Repeat question 1 to investigate the correlation between gas bill and electricity bill.
xyplot(elecbill~gasbill, data=bills)
The scatterplot looks fairly random with a slight curve. There is a weak curved relationship between gas bill and electricity bill.
cor(elecbill~gasbill, data=bills)
## [1] -0.1866627
The correlation is \(r=-.1867\), which means that there is a very weak negative linear relationship between the gas bill and the electricity bill.
y<-lm(elecbill~gasbill, data=bills)
y
##
## Call:
## lm(formula = elecbill ~ gasbill, data = bills)
##
## Coefficients:
## (Intercept) gasbill
## 82.16380 -0.06593
The equation of the least-squares regression line is \(\hat{y}=-.06583x+82.1638\), where \(x\) is the value of the gas bill.
mplot(y, which=1)
## [[1]]
The residuals seem fairly random, which indicates that the least-squares regression line captures the behavior of the data fairly well.
mplot(y, which=2)
## [[1]]
The Normal quantile plot of the residuals shows a slight curve. This means that inference procedures from Chapter 10 might not be accurate.

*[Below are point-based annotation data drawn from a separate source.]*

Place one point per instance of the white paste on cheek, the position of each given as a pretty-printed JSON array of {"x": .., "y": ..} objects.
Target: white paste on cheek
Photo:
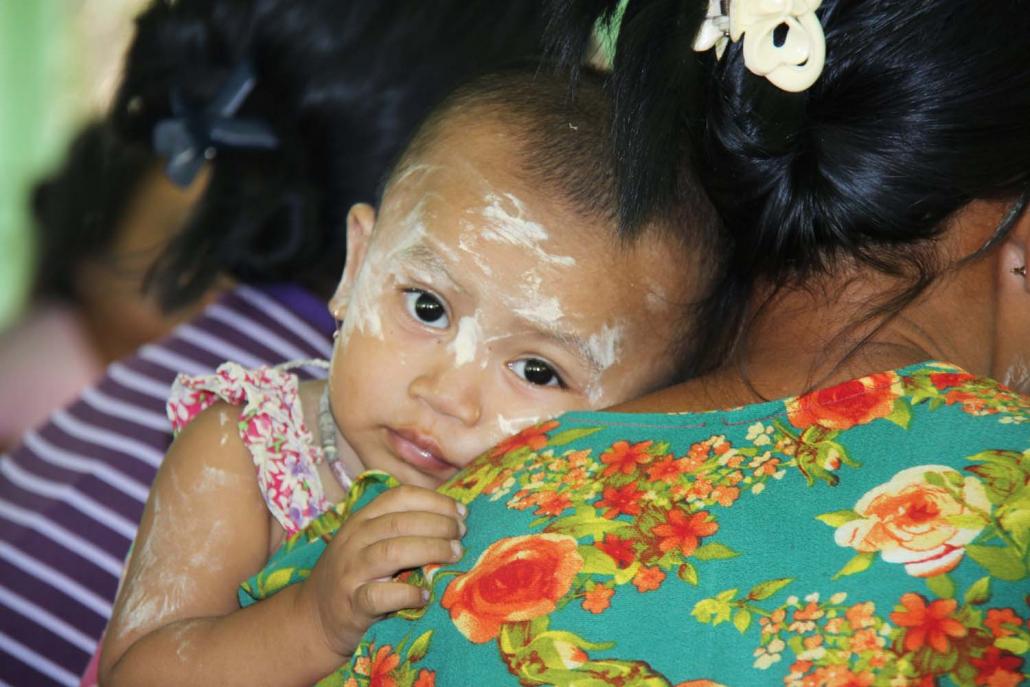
[
  {"x": 511, "y": 227},
  {"x": 465, "y": 345},
  {"x": 511, "y": 425}
]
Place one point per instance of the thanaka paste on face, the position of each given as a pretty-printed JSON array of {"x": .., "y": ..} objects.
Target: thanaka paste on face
[
  {"x": 512, "y": 227},
  {"x": 465, "y": 345},
  {"x": 511, "y": 425}
]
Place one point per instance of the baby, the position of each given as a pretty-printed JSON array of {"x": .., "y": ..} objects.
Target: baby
[{"x": 489, "y": 290}]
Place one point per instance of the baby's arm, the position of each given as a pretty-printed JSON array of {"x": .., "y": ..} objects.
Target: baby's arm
[{"x": 206, "y": 527}]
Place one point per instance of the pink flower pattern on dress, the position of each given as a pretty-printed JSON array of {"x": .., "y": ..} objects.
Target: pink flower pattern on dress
[{"x": 271, "y": 424}]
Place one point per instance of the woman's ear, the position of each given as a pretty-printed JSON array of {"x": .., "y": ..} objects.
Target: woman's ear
[
  {"x": 1011, "y": 353},
  {"x": 361, "y": 220}
]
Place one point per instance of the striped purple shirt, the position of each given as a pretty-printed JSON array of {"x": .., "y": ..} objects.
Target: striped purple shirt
[{"x": 71, "y": 494}]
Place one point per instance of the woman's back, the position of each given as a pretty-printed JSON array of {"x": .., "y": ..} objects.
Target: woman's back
[{"x": 865, "y": 534}]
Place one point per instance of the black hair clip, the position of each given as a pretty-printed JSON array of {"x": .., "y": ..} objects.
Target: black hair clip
[{"x": 194, "y": 135}]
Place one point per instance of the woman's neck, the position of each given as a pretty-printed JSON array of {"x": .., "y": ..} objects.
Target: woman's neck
[{"x": 817, "y": 337}]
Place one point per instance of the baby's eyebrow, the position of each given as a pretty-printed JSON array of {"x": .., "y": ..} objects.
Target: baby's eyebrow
[
  {"x": 572, "y": 342},
  {"x": 427, "y": 259}
]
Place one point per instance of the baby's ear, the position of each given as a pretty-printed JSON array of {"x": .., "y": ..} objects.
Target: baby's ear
[{"x": 361, "y": 219}]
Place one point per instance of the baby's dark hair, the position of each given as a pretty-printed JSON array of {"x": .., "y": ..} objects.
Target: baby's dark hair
[
  {"x": 563, "y": 139},
  {"x": 921, "y": 108},
  {"x": 563, "y": 150},
  {"x": 561, "y": 142},
  {"x": 341, "y": 83},
  {"x": 79, "y": 209}
]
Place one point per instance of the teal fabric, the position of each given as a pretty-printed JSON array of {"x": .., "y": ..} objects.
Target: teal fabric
[
  {"x": 876, "y": 533},
  {"x": 293, "y": 561}
]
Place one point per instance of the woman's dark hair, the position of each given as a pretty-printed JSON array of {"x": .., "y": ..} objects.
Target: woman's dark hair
[
  {"x": 921, "y": 108},
  {"x": 342, "y": 83},
  {"x": 79, "y": 209}
]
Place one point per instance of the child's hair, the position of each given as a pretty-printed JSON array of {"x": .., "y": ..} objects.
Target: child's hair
[
  {"x": 341, "y": 84},
  {"x": 561, "y": 143},
  {"x": 80, "y": 208},
  {"x": 921, "y": 108},
  {"x": 563, "y": 150}
]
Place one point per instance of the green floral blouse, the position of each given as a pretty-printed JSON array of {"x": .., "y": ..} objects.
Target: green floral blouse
[{"x": 876, "y": 533}]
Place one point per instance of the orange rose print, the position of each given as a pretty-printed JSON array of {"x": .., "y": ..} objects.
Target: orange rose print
[
  {"x": 518, "y": 578},
  {"x": 928, "y": 624},
  {"x": 844, "y": 406},
  {"x": 908, "y": 520}
]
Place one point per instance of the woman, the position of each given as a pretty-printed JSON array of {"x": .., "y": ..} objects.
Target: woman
[
  {"x": 319, "y": 97},
  {"x": 869, "y": 526}
]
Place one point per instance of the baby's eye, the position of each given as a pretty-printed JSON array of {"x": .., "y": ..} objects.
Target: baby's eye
[
  {"x": 537, "y": 372},
  {"x": 426, "y": 308}
]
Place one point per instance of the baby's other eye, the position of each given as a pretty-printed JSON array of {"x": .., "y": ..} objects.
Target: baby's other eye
[
  {"x": 426, "y": 308},
  {"x": 537, "y": 372}
]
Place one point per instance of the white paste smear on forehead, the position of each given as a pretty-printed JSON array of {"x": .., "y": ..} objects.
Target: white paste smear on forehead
[
  {"x": 544, "y": 311},
  {"x": 605, "y": 347},
  {"x": 466, "y": 342},
  {"x": 510, "y": 226},
  {"x": 379, "y": 266}
]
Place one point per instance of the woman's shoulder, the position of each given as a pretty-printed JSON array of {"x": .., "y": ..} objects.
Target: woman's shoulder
[{"x": 864, "y": 534}]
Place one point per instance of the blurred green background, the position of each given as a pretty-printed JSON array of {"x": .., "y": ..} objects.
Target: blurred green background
[{"x": 59, "y": 65}]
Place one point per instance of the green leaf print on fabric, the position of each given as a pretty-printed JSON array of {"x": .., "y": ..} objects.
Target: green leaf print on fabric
[{"x": 705, "y": 524}]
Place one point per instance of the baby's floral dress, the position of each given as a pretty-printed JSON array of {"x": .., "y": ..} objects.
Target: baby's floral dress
[
  {"x": 872, "y": 534},
  {"x": 271, "y": 423}
]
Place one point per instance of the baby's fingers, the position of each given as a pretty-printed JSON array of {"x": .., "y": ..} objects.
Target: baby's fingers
[
  {"x": 388, "y": 556},
  {"x": 378, "y": 598}
]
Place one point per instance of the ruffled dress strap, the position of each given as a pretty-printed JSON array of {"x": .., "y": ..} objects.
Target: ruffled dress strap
[{"x": 271, "y": 424}]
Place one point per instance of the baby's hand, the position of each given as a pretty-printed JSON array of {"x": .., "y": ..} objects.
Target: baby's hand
[{"x": 350, "y": 586}]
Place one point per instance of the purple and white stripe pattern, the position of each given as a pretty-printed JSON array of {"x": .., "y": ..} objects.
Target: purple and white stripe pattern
[{"x": 71, "y": 494}]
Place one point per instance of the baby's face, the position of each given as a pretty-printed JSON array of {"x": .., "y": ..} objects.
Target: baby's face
[{"x": 475, "y": 309}]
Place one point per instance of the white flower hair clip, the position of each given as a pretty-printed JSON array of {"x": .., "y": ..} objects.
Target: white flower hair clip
[{"x": 793, "y": 63}]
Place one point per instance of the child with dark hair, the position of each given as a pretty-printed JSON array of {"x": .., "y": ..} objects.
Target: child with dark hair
[
  {"x": 339, "y": 87},
  {"x": 101, "y": 219},
  {"x": 867, "y": 525},
  {"x": 488, "y": 292}
]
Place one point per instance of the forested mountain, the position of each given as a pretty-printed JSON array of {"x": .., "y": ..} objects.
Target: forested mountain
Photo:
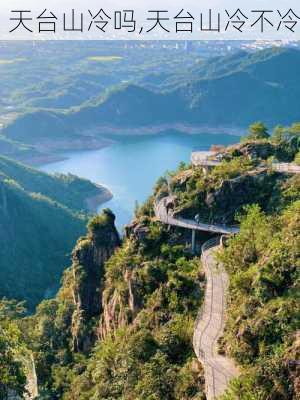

\(H_0: \rho=0\) (no correlation between gas bill and electricity bill)
\(H_a: \rho\ne0\)
summary(y)
##
## Call:
## lm(formula = elecbill ~ gasbill, data = bills)
##
## Residuals:
## Min 1Q Median 3Q Max
## -41.826 -21.436 1.485 17.151 54.509
##
## Coefficients:
## Estimate Std. Error t value Pr(>|t|)
## (Intercept) 82.16380 3.68504 22.3 <2e-16 ***
## gasbill -0.06593 0.03470 -1.9 0.0603 .
## ---
## Signif. codes: 0 '***' 0.001 '**' 0.01 '*' 0.05 '.' 0.1 ' ' 1
##
## Residual standard error: 23.22 on 100 degrees of freedom
## Multiple R-squared: 0.03484, Adjusted R-squared: 0.02519
## F-statistic: 3.61 on 1 and 100 DF, p-value: 0.06031
The test statistic is \(t=-1.9\), the \(r^2=.03484\), and the the \(P\)-value is \(.06031\). We cannot reject the null hypothesis at the 5% significance level, so the data does not provide enough evidence to conclude that there is a correlation between the gas bill and the electricity bill. The \(r^2\) value indicates that only 3.48% of the variation in the electricity bill is explained by the regression line.